Why can I assign a number to an int which is too large and how does Java handle it?

Question

Usually, when assigning a number to an int larger than 2,147,483,647, then the code won't compile. But in the following snippet, result is larger than (2^31)-1, and it can still print. I know that the "correct" result is obtained by letting result be long , but how come this still prints something and what happens behind the scenes? Thanks in advance.

public class intAssigning
{
   static int n = 500000;
   static int i;
   static int result;
   //static long result;
   static boolean [] array = new boolean [n];

   public static void main(String[] args)
   {
      for (i = 0; i<n; i++)
      {
         array[i] = true;
      }

      for (i=2; i<n; i++)
      {
         if (array[i])
         {
            result+=i;
         }
      }
      System.out.println(result);
      //result with long: 124999750000
      //result with int: 445698416
   }
}

Answer 1

If you try to assign a constant that is longer that the maximum size of the int you'll face a compiler error, and if you try to do this at runtime with a variable or some arithmetic manipulations that the compiler cannot detect the exceedance, it will over flow.

E.g. :

int i = Integer.MAX_VALUE;
i = i+1;
System.out.println(i);

output: -2147483648

Answer 2

The value cannot be assigned, meaning it can't appear at the right of the assignment operator, because it's a compile-time constant and is known to be out of the integer bounds, so it's not even a valid int literal, in a sense (btw, beside assignment, it cannot appear in expressions, argument to method calls, and anywhere an int is expected)
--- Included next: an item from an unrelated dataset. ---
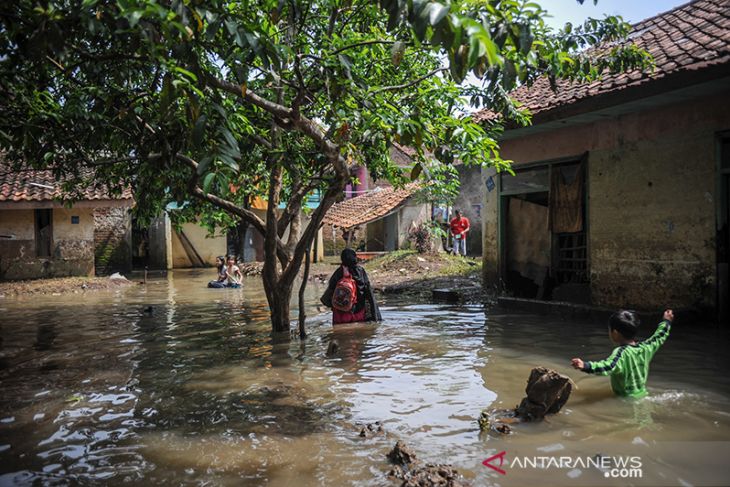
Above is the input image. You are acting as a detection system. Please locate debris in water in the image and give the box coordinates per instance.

However, when arithmetics are performed on integers inside the JVM, values can wrap and you'll have negative numbers or otherwise unrelated figures, depending on the particular operation (addition, multiplication) and operands involved.

Answer 3

This happens because the value overflows. This means when you do this

int i = Integer.MAX_VALUE;
i = i+1

then the value overflows, which means it goes back to the minimum value (Integer.MIN_VALUE) and continues from there. If it underflows, it goes back to the maximum value and continues from there.

Your other problem is a feature of the compiler. It prevents you to assign a "bad" value at the first place.

Answer 4

For your behind the scenes (with int 4bytes):

Answer 5

It's eaiser to understand arithmetical operation with overflow if we use binary representation, consider this

    long l = 0x7FFFFFFF;  // 2147483647
    l = l + l;
    System.out.printf("%x %d %n", l, l);

    int i = 0x7FFFFFFF;  // 2147483647
    i = i + i;
    System.out.printf("%x %d %n", i, i);

output

fffffffe 4294967294 
fffffffe -2 

that is during int overflow bits above 32 are lost